In [41]:
from sklearn.feature_extraction.text import CountVectorizer, TfidfTransformer
from joblib import dump, load # used for saving and loading sklearn objects
from scipy.sparse import save_npz, load_npz, csr_matrix # used for saving and loading sparse matrices
import os
import pandas as pd
import numpy as np

from sklearn.linear_model import SGDClassifier
from sklearn.model_selection import train_test_split

In [6]:
os.mkdir('data_preprocessors')
os.mkdir("vectorized_data")

In [25]:
data = pd.read_csv("./clean_tweet_data.csv")
train_set = data[:int(data.shape[0]/2)]
train_set.head()

Unnamed: 0,created_at,source,original_text,clean_text,sentiment,polarity,subjectivity,lang,favorite_count,retweet_count,original_author,followers_count,friends_count,possibly_sensitive,hashtags,user_mentions,place,place_coord_boundaries
0,2022-04-22 22:17:05+00:00,"<a href=""http://twitter.com/download/android"" ...",RT @NorthstarCharts: The 10-year yield is tell...,RT the year yield be tell we that there be a h...,1,0.16,0.54,en,188,43,davideiacovozzi,18,55,False,"gold, silver, crypto",NorthstarCharts,,
1,2022-04-22 13:44:53+00:00,"<a href=""http://twitter.com/download/android"" ...",RT @MichaelAArouet: German 10y mortgage rate w...,RT German mortgage rate go from to can you hea...,1,0.15,0.175,en,179,32,davideiacovozzi,18,55,False,,MichaelAArouet,,
2,2022-04-22 06:10:34+00:00,"<a href=""http://twitter.com/download/android"" ...",RT @goldseek: When? https://t.co/kO2FfHKaZg,RT when,-1,0.0,0.0,en,193,26,davideiacovozzi,18,55,False,,goldseek,,
3,2022-04-21 17:22:09+00:00,"<a href=""http://twitter.com/download/android"" ...",RT @charliebilello: The 30-year mortgage rate ...,RT the year mortgage rate in the US rise to it...,1,0.0,0.183333,en,620,213,davideiacovozzi,18,55,False,,charliebilello,,
4,2022-04-21 10:32:26+00:00,"<a href=""http://twitter.com/download/android"" ...",RT @biancoresearch: Rates rise until something...,RT rate rise until something break be anything...,-1,-0.4,0.4,en,1787,417,davideiacovozzi,18,55,False,,biancoresearch,,


In [27]:
unigram_vectorizer = CountVectorizer(ngram_range=(1, 1))
unigram_vectorizer.fit(train_set['clean_text'].values)

CountVectorizer()

In [29]:
dump(unigram_vectorizer, 'data_preprocessors/unigram_vectorizer.joblib')

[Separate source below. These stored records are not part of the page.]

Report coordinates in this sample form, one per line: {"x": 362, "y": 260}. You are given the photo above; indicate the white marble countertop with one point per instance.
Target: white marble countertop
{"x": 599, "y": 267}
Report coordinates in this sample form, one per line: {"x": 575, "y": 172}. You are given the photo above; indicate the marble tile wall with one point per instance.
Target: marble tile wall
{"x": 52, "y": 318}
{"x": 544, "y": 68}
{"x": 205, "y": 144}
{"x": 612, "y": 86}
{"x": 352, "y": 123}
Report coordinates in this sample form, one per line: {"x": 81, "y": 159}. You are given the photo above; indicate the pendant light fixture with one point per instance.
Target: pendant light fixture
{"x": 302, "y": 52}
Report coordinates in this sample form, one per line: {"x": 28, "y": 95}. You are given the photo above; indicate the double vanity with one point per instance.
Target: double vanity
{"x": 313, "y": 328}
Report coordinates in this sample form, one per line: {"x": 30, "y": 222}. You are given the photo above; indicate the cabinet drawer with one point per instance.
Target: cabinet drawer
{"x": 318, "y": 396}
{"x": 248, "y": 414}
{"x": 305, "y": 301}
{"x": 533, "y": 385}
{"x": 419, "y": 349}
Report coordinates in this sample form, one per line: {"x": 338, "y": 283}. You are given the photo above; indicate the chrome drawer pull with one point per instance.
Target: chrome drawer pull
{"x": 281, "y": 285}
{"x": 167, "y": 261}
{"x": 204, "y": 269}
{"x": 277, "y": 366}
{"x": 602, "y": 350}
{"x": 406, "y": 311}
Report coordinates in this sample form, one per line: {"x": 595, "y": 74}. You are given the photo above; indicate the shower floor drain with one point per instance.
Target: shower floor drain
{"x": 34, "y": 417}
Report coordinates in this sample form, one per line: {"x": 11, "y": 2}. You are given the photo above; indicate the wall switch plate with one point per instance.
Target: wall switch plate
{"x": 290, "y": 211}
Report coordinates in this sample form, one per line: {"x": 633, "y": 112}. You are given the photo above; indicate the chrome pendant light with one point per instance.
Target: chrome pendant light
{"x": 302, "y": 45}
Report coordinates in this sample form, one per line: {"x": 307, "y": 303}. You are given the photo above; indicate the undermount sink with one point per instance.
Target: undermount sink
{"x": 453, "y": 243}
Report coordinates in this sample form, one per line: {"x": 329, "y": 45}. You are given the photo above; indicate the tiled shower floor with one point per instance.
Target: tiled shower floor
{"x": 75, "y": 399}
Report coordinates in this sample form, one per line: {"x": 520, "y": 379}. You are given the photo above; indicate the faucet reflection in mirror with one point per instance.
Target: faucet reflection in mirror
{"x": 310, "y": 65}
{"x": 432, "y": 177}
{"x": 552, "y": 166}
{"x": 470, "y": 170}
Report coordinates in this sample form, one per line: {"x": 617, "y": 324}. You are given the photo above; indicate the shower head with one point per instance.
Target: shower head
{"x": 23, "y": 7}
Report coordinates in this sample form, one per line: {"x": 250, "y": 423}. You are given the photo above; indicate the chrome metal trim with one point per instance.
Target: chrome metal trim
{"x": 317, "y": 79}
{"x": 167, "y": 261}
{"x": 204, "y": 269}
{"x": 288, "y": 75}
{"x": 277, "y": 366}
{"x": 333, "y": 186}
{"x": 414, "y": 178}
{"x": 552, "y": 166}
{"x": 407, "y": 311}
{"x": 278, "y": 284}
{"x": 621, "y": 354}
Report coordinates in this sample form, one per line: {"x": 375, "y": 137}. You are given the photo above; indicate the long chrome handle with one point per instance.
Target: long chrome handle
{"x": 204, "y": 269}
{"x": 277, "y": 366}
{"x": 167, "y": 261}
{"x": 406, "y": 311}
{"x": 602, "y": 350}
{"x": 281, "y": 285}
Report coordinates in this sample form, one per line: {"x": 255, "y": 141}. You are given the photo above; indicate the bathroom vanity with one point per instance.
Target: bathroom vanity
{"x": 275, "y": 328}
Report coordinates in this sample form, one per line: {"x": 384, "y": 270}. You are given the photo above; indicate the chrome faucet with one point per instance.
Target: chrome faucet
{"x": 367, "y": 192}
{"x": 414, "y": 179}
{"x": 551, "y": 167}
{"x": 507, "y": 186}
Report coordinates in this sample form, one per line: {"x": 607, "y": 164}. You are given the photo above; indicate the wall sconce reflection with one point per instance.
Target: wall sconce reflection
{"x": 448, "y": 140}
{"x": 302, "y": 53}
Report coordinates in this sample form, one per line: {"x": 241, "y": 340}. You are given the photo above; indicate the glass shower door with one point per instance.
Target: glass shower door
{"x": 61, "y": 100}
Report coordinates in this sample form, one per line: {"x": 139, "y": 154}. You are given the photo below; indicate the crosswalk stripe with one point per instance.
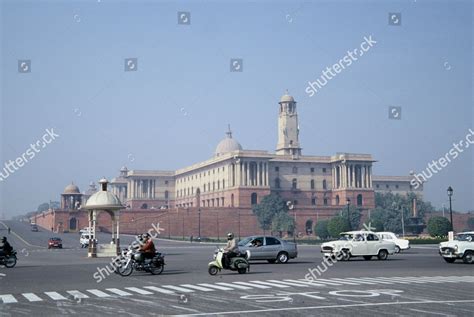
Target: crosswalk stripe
{"x": 288, "y": 283}
{"x": 159, "y": 290}
{"x": 180, "y": 289}
{"x": 270, "y": 284}
{"x": 77, "y": 294}
{"x": 138, "y": 290}
{"x": 222, "y": 288}
{"x": 119, "y": 292}
{"x": 199, "y": 288}
{"x": 251, "y": 285}
{"x": 98, "y": 293}
{"x": 235, "y": 286}
{"x": 7, "y": 299}
{"x": 55, "y": 296}
{"x": 32, "y": 297}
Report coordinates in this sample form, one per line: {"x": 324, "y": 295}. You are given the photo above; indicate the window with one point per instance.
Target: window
{"x": 272, "y": 241}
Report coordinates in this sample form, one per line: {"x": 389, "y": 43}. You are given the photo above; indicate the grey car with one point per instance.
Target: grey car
{"x": 271, "y": 249}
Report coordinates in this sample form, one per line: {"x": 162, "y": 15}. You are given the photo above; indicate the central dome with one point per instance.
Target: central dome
{"x": 227, "y": 145}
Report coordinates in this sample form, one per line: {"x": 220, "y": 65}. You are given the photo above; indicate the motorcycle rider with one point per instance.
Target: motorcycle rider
{"x": 231, "y": 250}
{"x": 6, "y": 248}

['data_preprocessors/unigram_vectorizer.joblib']

In [30]:
X_train_unigram = unigram_vectorizer.transform(train_set['clean_text'].values)
save_npz('vectorized_data/X_train_unigram.npz', X_train_unigram)

In [31]:
unigram_tf_idf_transformer = TfidfTransformer()
unigram_tf_idf_transformer.fit(X_train_unigram)

TfidfTransformer()

In [32]:
dump(unigram_tf_idf_transformer, 'data_preprocessors/unigram_tf_idf_transformer.joblib')

['data_preprocessors/unigram_tf_idf_transformer.joblib']

In [33]:
X_train_unigram_tf_idf = unigram_tf_idf_transformer.transform(X_train_unigram)
save_npz('vectorized_data/X_train_unigram_tf_idf.npz', X_train_unigram_tf_idf)

In [35]:
bigram_vectorizer = CountVectorizer(ngram_range=(1, 2))
bigram_vectorizer.fit(train_set['clean_text'].values)

CountVectorizer(ngram_range=(1, 2))

In [36]:
dump(bigram_vectorizer, 'data_preprocessors/bigram_vectorizer.joblib')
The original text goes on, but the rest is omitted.